Edgerton students use videoconferencing to expand classrooms
Four days a week, students in the blended third- and fourth-grade classrooms at the two schools use Skype, a computer video communication program, to share learning activities.
For 15 or 30 minutes a day, the students share readings of chapter books, learn what projects the students in the other class are working on and even discuss techniques of writing different kinds of poetry.
It's part of a fledgling program that the school district is developing to use technology to boost learning and bring students and classrooms throughout the district closer.
Carrie Brehm, who teaches the 27 third- and fourth-graders at Yahara Valley, said she and Community Elementary School teacher Nick Sveum decided to start using Skype between classrooms as an extension of the two schools' pen pal program.
"We looked at what can we do to get them more in touch with those 21st-century skills and what can we do to bring classrooms together to collaborate on learning," Brehm said.
Brehm said she uses Skype at home to keep in touch with relatives who live in northern Wisconsin. She said she thought it would be a good way for her students to get to know their future classmates from Community Elementary.
Students from both classrooms will eventually funnel into Edgerton Middle School.
"It's just making those little connections, to bridge and form a bond between the two schools," Brehm said.
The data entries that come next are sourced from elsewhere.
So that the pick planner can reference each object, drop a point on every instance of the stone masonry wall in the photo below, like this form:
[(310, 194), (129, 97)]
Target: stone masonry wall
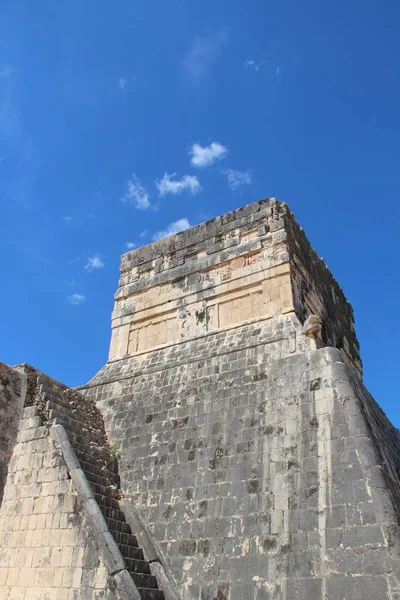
[(249, 447), (12, 396), (46, 551), (249, 265), (249, 455)]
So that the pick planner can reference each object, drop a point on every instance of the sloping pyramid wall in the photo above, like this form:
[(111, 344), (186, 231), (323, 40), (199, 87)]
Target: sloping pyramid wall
[(265, 469)]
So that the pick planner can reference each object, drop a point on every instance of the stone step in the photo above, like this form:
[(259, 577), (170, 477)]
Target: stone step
[(125, 539), (106, 501), (142, 580), (151, 594), (119, 526), (71, 419)]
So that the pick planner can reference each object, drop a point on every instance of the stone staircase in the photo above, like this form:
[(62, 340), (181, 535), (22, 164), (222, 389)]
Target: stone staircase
[(85, 429)]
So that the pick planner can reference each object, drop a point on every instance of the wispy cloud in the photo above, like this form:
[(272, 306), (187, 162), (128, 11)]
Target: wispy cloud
[(254, 64), (136, 194), (173, 228), (94, 262), (237, 178), (202, 54), (169, 186), (203, 156), (6, 70), (76, 299)]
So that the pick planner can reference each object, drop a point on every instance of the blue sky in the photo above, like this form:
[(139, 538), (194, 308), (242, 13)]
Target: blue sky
[(122, 120)]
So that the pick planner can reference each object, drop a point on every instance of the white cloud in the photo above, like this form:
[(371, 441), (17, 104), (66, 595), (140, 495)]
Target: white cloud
[(6, 71), (203, 156), (254, 64), (76, 299), (237, 178), (136, 194), (201, 55), (169, 186), (173, 228), (94, 262)]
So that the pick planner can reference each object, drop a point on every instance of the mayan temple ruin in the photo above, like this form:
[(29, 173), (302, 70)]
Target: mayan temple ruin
[(228, 449)]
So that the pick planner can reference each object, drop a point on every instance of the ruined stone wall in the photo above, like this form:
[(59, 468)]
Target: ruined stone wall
[(258, 477), (12, 396), (252, 461), (46, 552)]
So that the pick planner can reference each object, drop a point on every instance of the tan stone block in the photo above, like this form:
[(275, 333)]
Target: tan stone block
[(71, 537), (55, 524), (49, 593), (33, 593), (37, 505), (44, 576), (68, 576), (67, 556), (101, 581), (46, 537), (37, 460), (4, 591), (28, 538), (41, 520), (36, 539), (17, 539), (13, 576), (27, 575), (69, 505), (37, 559), (76, 581), (77, 560), (56, 556), (7, 523), (55, 539), (20, 557), (57, 577)]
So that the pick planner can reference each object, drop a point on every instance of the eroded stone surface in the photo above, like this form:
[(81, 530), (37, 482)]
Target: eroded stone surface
[(262, 465)]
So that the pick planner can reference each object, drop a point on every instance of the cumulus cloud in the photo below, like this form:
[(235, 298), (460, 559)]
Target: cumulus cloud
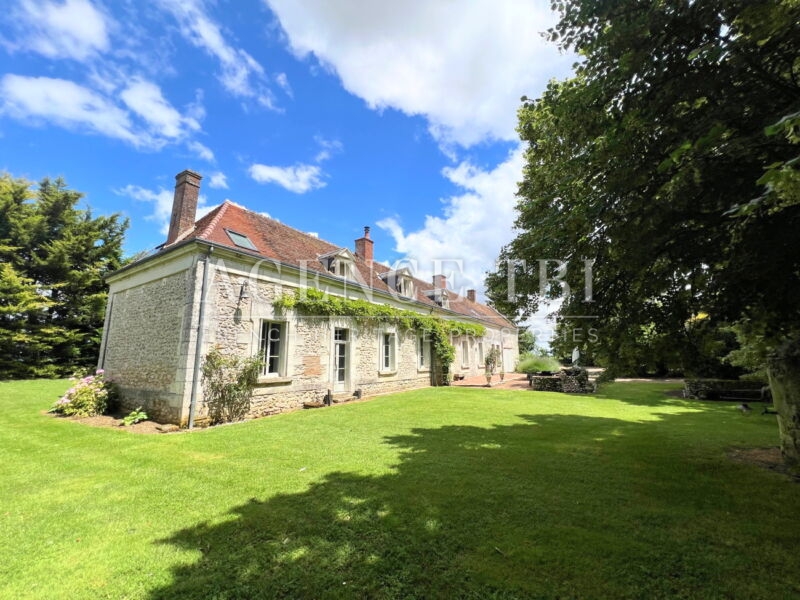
[(465, 242), (66, 104), (461, 65), (201, 150), (218, 181), (145, 119), (327, 148), (240, 73), (73, 29), (161, 200), (298, 178), (146, 100)]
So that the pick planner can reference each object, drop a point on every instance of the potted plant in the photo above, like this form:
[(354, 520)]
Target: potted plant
[(490, 364)]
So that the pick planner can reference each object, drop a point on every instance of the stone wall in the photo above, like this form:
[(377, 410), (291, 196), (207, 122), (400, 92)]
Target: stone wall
[(151, 334), (568, 381), (143, 352)]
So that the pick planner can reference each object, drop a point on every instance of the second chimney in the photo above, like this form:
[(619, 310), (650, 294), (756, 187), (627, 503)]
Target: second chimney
[(365, 246), (184, 204)]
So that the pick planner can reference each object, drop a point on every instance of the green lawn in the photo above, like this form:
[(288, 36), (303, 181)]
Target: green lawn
[(439, 493)]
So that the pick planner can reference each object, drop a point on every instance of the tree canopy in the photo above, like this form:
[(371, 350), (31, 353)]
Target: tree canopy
[(670, 159), (53, 257)]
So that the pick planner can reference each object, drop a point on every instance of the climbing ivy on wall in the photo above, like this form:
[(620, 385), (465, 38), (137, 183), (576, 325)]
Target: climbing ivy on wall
[(318, 303)]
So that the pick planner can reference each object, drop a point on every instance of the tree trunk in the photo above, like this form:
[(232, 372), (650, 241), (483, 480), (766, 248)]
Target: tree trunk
[(784, 382)]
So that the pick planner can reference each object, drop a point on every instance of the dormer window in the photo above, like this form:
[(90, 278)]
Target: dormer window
[(339, 267), (400, 281), (440, 296), (339, 263)]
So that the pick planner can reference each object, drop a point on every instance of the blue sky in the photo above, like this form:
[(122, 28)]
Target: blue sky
[(328, 115)]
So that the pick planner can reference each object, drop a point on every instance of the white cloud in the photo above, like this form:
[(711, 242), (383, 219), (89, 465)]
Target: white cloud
[(145, 119), (73, 29), (43, 99), (202, 151), (462, 65), (466, 241), (327, 148), (240, 73), (146, 100), (162, 204), (283, 82), (298, 178), (218, 181)]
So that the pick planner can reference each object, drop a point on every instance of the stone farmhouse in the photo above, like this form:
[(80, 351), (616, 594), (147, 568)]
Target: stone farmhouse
[(214, 282)]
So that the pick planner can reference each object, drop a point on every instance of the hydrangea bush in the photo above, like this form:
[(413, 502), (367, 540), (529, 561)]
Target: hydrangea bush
[(88, 396)]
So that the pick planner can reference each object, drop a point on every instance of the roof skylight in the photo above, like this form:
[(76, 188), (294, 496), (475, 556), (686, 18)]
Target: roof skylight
[(241, 240)]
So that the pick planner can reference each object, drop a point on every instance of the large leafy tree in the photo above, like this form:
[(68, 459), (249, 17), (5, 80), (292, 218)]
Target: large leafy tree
[(669, 158), (54, 256)]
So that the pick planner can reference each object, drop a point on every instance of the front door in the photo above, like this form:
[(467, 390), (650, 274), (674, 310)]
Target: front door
[(340, 359)]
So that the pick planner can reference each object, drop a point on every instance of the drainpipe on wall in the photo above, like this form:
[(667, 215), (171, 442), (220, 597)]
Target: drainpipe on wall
[(199, 347)]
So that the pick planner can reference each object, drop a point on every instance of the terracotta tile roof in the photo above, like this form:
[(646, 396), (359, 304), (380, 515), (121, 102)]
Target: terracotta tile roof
[(277, 241)]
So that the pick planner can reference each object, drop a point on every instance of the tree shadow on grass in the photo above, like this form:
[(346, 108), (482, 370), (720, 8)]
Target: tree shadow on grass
[(555, 506)]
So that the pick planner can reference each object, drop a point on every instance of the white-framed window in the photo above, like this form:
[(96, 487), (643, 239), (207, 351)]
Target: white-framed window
[(423, 352), (388, 351), (272, 346), (405, 285), (340, 266)]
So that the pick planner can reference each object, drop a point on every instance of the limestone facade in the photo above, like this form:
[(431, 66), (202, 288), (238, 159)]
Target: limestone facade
[(150, 348)]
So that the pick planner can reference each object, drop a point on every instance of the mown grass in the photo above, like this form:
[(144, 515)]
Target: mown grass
[(438, 493)]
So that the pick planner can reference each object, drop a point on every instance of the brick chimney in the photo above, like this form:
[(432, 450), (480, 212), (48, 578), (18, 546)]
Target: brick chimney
[(184, 204), (365, 246)]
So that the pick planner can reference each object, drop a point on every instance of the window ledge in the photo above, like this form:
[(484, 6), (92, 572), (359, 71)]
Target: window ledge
[(265, 381)]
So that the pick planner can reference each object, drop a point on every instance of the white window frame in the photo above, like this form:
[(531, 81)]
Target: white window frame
[(387, 351), (265, 349), (423, 353)]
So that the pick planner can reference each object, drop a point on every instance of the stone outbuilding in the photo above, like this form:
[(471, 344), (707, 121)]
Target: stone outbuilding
[(214, 283)]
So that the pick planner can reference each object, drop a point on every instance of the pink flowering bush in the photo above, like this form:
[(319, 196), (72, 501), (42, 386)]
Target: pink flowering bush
[(88, 396)]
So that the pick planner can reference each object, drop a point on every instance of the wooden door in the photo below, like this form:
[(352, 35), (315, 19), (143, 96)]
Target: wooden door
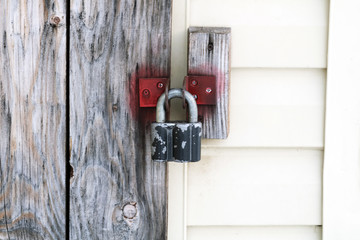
[(68, 87)]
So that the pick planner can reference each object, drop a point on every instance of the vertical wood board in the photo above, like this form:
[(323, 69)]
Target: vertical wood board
[(271, 33), (209, 54), (32, 119), (117, 191)]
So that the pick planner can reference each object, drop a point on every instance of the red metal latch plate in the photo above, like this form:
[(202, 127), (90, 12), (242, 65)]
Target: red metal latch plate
[(203, 88), (150, 89)]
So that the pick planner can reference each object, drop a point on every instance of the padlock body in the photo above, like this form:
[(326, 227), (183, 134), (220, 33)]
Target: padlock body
[(187, 142), (162, 141)]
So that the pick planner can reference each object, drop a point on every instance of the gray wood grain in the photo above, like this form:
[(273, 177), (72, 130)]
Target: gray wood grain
[(117, 192), (32, 119), (209, 54)]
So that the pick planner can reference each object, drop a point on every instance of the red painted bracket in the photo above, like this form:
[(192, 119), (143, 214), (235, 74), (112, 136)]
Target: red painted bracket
[(150, 89), (203, 88)]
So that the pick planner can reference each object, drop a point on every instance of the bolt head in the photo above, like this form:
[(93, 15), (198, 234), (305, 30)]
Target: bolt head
[(129, 211), (160, 85), (146, 92)]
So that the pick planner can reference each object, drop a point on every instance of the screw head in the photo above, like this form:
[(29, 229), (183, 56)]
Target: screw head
[(129, 211), (160, 85), (210, 47), (146, 92)]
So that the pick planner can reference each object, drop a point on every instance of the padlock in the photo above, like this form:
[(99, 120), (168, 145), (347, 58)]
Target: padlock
[(176, 141)]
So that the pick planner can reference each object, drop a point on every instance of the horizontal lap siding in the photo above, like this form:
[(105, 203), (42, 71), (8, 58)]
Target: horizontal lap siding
[(255, 233), (269, 171), (275, 108), (255, 187), (269, 33)]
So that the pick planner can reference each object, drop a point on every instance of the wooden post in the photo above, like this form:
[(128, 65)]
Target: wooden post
[(32, 119), (117, 191), (209, 54)]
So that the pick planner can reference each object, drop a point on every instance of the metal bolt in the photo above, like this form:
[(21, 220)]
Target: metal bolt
[(129, 211), (194, 82), (210, 47), (55, 20), (160, 85), (146, 92)]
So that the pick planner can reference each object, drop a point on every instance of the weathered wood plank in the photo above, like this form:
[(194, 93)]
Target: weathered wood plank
[(32, 119), (209, 54), (117, 192)]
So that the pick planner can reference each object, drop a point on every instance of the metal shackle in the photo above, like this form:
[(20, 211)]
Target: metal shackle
[(177, 93)]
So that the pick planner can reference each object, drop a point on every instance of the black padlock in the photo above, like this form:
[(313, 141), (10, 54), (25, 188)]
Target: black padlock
[(178, 141)]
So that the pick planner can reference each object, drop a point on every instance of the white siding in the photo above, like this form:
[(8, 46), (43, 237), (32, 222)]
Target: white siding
[(255, 187), (269, 33), (254, 233), (265, 180), (342, 137)]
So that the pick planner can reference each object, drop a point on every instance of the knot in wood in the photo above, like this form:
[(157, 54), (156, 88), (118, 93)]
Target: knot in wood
[(130, 210)]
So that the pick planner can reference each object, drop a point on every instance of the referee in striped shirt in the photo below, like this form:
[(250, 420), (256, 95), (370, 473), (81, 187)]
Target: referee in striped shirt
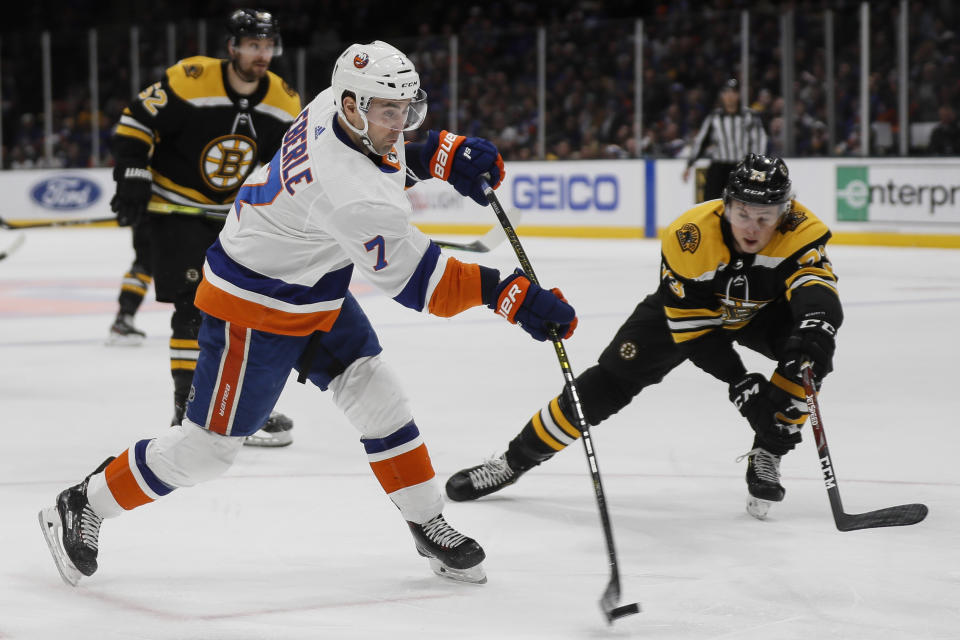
[(731, 133)]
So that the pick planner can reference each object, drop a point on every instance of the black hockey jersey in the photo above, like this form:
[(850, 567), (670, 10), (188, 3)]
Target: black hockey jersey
[(710, 290), (201, 137)]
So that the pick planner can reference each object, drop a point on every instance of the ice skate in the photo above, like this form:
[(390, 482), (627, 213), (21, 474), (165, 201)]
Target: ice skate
[(123, 333), (72, 532), (277, 432), (763, 482), (469, 484), (451, 554)]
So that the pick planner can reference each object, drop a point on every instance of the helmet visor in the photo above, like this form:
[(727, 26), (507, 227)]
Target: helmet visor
[(398, 115)]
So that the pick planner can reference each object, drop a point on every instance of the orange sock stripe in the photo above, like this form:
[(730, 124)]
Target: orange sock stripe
[(458, 289), (123, 485), (405, 470)]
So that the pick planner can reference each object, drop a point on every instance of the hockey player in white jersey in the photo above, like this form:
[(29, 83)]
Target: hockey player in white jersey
[(275, 298)]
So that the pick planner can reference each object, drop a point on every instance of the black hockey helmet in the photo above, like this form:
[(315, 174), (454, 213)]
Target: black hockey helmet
[(759, 179), (252, 23)]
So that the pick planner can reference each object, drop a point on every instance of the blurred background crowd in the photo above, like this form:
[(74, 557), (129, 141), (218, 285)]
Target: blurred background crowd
[(689, 50)]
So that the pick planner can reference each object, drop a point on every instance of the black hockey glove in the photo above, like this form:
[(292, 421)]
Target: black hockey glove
[(133, 194), (813, 340), (759, 401)]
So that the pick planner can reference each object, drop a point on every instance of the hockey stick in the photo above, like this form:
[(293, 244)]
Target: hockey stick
[(17, 242), (54, 223), (490, 240), (611, 595), (169, 207), (899, 516)]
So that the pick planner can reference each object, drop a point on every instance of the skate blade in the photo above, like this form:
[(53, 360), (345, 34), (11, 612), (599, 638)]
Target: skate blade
[(473, 575), (758, 508), (117, 340), (269, 439), (50, 525)]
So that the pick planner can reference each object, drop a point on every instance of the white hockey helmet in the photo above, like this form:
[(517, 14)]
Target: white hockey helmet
[(379, 70)]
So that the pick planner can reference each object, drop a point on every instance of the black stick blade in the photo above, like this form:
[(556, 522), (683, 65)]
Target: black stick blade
[(899, 516), (608, 603), (620, 612)]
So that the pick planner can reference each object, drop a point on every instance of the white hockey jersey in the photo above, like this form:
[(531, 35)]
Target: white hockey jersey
[(301, 223)]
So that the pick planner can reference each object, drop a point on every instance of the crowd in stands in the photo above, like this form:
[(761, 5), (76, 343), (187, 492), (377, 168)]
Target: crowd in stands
[(690, 49)]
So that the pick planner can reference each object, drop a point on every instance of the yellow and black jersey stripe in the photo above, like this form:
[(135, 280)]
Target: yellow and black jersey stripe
[(202, 138), (707, 286)]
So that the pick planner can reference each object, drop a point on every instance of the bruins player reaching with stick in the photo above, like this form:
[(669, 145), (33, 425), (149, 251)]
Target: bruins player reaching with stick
[(750, 268), (275, 298), (183, 149)]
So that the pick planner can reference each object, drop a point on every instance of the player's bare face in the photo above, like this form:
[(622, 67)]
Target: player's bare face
[(252, 56), (752, 225), (386, 119)]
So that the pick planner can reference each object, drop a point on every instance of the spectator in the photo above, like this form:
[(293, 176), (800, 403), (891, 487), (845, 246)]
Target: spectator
[(945, 137)]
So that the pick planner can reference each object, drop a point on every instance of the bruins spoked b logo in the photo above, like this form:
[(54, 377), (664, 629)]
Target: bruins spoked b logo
[(227, 161), (689, 237)]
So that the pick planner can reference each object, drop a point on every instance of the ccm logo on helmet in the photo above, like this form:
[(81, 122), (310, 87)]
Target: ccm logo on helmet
[(507, 301), (443, 155)]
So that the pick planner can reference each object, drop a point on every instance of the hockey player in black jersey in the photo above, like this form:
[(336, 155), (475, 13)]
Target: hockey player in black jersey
[(750, 268), (183, 148)]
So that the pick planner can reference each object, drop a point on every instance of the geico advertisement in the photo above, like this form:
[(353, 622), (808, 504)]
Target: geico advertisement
[(914, 192), (598, 193)]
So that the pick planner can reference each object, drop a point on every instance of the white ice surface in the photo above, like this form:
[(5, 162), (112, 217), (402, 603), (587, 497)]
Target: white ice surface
[(301, 543)]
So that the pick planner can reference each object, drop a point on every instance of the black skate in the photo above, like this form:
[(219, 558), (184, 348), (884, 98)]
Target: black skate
[(72, 531), (482, 480), (763, 481), (123, 333), (276, 432), (452, 554)]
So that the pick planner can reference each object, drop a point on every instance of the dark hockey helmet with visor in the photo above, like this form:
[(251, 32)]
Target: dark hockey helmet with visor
[(760, 180), (254, 23)]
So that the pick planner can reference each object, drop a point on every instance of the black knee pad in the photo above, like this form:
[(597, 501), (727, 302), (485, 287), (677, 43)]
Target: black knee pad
[(602, 394)]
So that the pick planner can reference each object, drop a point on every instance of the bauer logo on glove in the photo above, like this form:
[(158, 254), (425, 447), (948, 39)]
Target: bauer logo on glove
[(534, 308), (462, 161)]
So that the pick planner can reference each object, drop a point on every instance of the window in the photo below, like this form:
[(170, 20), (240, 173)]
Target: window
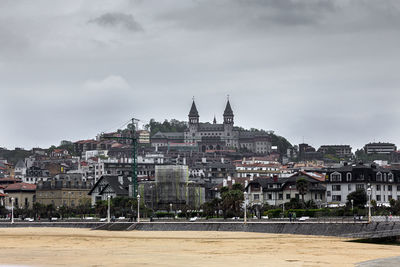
[(360, 177), (336, 177), (359, 186), (336, 187)]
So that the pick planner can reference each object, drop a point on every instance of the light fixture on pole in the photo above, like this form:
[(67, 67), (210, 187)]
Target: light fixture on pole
[(12, 210), (108, 209), (369, 192), (138, 198), (245, 207), (352, 205)]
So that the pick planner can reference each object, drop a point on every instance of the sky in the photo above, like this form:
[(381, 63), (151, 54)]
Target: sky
[(318, 71)]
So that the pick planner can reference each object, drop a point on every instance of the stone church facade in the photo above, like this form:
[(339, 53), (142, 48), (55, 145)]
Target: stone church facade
[(224, 136)]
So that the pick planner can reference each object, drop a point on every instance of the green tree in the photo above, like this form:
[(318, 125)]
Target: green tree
[(302, 187), (359, 198), (231, 202)]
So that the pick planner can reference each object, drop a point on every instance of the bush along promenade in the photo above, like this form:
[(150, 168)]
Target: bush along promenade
[(230, 206)]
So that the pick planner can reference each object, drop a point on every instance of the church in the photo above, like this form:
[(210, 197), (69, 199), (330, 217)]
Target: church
[(206, 136)]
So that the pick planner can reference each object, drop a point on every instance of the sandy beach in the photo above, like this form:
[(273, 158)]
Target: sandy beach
[(83, 247)]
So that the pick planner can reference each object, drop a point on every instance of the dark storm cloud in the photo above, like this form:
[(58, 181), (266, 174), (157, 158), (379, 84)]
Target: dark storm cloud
[(257, 14), (323, 69), (126, 21)]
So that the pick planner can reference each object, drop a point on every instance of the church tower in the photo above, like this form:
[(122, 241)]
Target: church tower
[(193, 124), (193, 115), (228, 114)]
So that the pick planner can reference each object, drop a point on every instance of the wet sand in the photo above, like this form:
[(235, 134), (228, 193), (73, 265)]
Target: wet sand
[(83, 247)]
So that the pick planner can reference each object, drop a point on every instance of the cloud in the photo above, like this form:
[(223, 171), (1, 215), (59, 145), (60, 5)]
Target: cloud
[(259, 14), (110, 83), (110, 20)]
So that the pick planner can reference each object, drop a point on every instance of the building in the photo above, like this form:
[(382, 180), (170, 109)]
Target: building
[(257, 167), (2, 196), (20, 169), (277, 191), (338, 150), (109, 185), (384, 182), (380, 148), (143, 137), (172, 186), (9, 180), (23, 194), (67, 193), (211, 137)]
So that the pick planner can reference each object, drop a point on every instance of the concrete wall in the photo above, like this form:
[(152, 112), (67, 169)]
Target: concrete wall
[(359, 230)]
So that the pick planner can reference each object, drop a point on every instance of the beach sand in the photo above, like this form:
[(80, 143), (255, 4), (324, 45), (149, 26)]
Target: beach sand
[(83, 247)]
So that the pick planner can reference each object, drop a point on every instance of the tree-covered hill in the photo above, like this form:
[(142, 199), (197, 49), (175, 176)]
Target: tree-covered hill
[(174, 125)]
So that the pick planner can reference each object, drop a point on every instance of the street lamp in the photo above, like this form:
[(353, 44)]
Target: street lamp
[(138, 197), (108, 209), (369, 202), (12, 210), (245, 207), (352, 205)]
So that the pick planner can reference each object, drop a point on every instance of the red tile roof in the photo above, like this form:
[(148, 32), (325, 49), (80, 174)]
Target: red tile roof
[(10, 179), (21, 186)]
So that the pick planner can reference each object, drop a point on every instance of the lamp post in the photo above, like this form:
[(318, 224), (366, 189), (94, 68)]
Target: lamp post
[(352, 205), (369, 191), (138, 198), (108, 208), (12, 210), (245, 207)]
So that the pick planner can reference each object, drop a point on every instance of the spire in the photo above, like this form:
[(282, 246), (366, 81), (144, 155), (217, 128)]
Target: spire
[(193, 110), (228, 110)]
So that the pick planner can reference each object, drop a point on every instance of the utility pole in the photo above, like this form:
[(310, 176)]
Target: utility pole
[(133, 140)]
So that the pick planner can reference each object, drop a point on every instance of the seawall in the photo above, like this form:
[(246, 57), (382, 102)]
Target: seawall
[(357, 230)]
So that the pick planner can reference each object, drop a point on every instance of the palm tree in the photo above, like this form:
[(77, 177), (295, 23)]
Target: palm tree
[(302, 187)]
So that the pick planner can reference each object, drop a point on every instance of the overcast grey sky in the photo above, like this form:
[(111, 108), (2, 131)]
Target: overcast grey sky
[(324, 70)]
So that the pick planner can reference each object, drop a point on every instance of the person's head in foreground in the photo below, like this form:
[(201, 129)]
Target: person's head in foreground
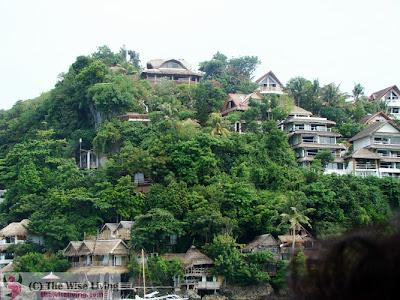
[(364, 264)]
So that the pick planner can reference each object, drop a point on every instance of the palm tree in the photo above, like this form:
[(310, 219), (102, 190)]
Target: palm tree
[(358, 91), (218, 124), (297, 87), (296, 218)]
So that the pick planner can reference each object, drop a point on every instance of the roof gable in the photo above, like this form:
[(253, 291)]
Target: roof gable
[(165, 63), (109, 226), (380, 94), (263, 241), (270, 74), (375, 118), (370, 130)]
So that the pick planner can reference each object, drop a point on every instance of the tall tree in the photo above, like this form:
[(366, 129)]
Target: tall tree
[(296, 217), (297, 88), (357, 91)]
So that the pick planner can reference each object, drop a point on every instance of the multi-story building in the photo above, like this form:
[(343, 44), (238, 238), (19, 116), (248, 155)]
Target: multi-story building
[(376, 151), (269, 84), (239, 102), (391, 97), (308, 135), (177, 70)]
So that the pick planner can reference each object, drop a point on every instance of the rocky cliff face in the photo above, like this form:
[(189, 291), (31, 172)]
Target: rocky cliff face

During a recent guided reading exercise between the two classrooms, Sveum greeted the Yahara Valley students as they waited for Community Elementary's video feed to pop up on their video screen, which was being projected on the classroom's interactive white board.
Sveum's classroom video feed is set so that while it loads, students at Yahara School see his name under a picture of Yogi Bear.
"Mr. Sveum's not really Yogi Bear. He just likes Yogi," Kylee Houfe, a student in Brehm's class whispered.
Sveum launched into a reading of the final pages of "Frindl," a chapter book by author Andrew Clements that satirizes the English language and the oddity of words. Afterward, students in both classrooms held a short discussion about language.
The talk prompted Yahara Elementary student Alec Hansen to grab a dictionary to see if "frindl" was a real word.
Then the two classes dove into a discussion of poetry.
Yahara students had made construction paper rainbows inscribed with cinquains, five-line poems each had written about springtime. Students at Community School had made the same rainbows, but they'd written three-line haikus instead.
Brehm and Sveum's program is being paid for with a $1,000 grant from the Edgerton Community Fund. Brehm said the classrooms' use of Skype is proof that technology-aided learning isn't always expensive or complicated.
The main equipment to run the program is a webcam and two headsets with microphones. Most students in the classes have learned how to use the program themselves with no help.
The hardest part of the program is getting the two classrooms' schedules lined up, Brehm said.
"This program is a starting point, just one idea, that should really shows people how easy it can be," she said.
Later this spring, students at both schools will use Skype to interview each other one-on-one, Brehm said. The classrooms also plan to use the program to communicate with other schools nationwide and even in other countries, including Africa.
But what sparks the students' interest isn't just the technical element. Kylee Houfe said it's the thrill of doing something new and different.
"It's just really fun being on camera," she said.